Life cycle image and information courtesy of DPDx
If you or your child winds up with head lice, it’s often possible to treat the problem with tea tree oil. Activity of tea tree oil and nerolidol alone or in combination against Pediculus capitis (head lice) and its eggs
On top of all this these treatments are neurotoxic.
Natural ways to combat head lice:
Supplies needed: nit comb, salt spray (you can make yourself) shampoo, tea tree oil and/or lavender oil, diatemaceous earth and a mask
Wash household items used by the infested person. Head lice are not caused by poor hygiene. However, they can cling to fabric and household items and could spread from those items to other people, so it’s important to clean and disinfect those items thoroughly.
- Machine wash and heat dry clothing, bed linens, hats, towels, and other fabrics that have come into contact with the infested person. Use hot water and the high heat drying cycle. If the items cannot be machine washed, seal them in a plastic bag and store them for 2 weeks. This will suffocate the lice.
- Soak combs and brushes in very hot water (a minimum of 130°F) for 5-10 minutes, or run them through a hot dishwasher cycle.
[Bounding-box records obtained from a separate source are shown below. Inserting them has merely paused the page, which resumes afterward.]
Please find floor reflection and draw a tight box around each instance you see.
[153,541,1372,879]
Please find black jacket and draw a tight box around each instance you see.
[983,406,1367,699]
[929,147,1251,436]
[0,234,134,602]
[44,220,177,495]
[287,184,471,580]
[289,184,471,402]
- Vacuum floors and upholstered furniture. Head lice cannot survive very long if they can’t feed on humans, but vacuuming will help eliminate any lice that have fallen off a person and keep them from attaching to someone else.
Keep your children away from “head-to-head” contact as much as possible (no headbutting, no sharing pillows at sleepovers, etc.). Encourage them not to share clothing, hats, barrettes, or other items with others. This will help reduce your child’s risk of picking up lice from a friend.
- Using saline spray (yes table salt dissolved in water) can also kill lice. You can make your own solution and spray in hair, apply a few hours before bedtime so that the hair can dry, leave in overnight. Apply daily, testimonials state that within a week their lice problem was resolved.
- Follow up with shampooing with tea tree oil. Take a quarter size dollop of shampoo, add 3-4 drops of tea tree oil, mix and apply to the hair. Tea tree oil is known to kill lice. Use a nit comb to comb out hair, removing dead lice and capturing eggs. Do this daily for a week.
- Diatomaceous earth is a great way to kill lice that may be inhabiting your carpet, bedding, couches. Diatomaceous earth is made up of very small, sharp shells that can harm lungs if breathed. When using DE be sure to wear a mask. Spread on any surfaces that may have contact with lice (couch, floor, pillows, etc) Allow to sit for an hour or so. Vacuum up residual. DE is also good to apply to animals fur to kill fleas. Food grade DE is used in food to kill parasites.
Note: Tea tree oil is an endocrine disruptor in young males. Endocrine disruptors are naturally occurring compounds or synthetic chemicals that may interfere with the production or activity of hormones of the endocrine system leading to adverse health effects. A study published out of the New England Journal of Medicine uggests that repeated topical use of products containing lavender oil and/or tea tree oil may cause prepubertal gynecomastia, a rare condition resulting in enlarged breast tissue in boys prior to puberty, and for which a cause is seldom identified.
NOTE THIS IS REPEATED USE OF TEA TREE OIL- Use with caution- however compared to ineffective over the counter toxic shampoos etc I personally would use tea tree oil to get rid of lice- that being said I would limit its use with adult males.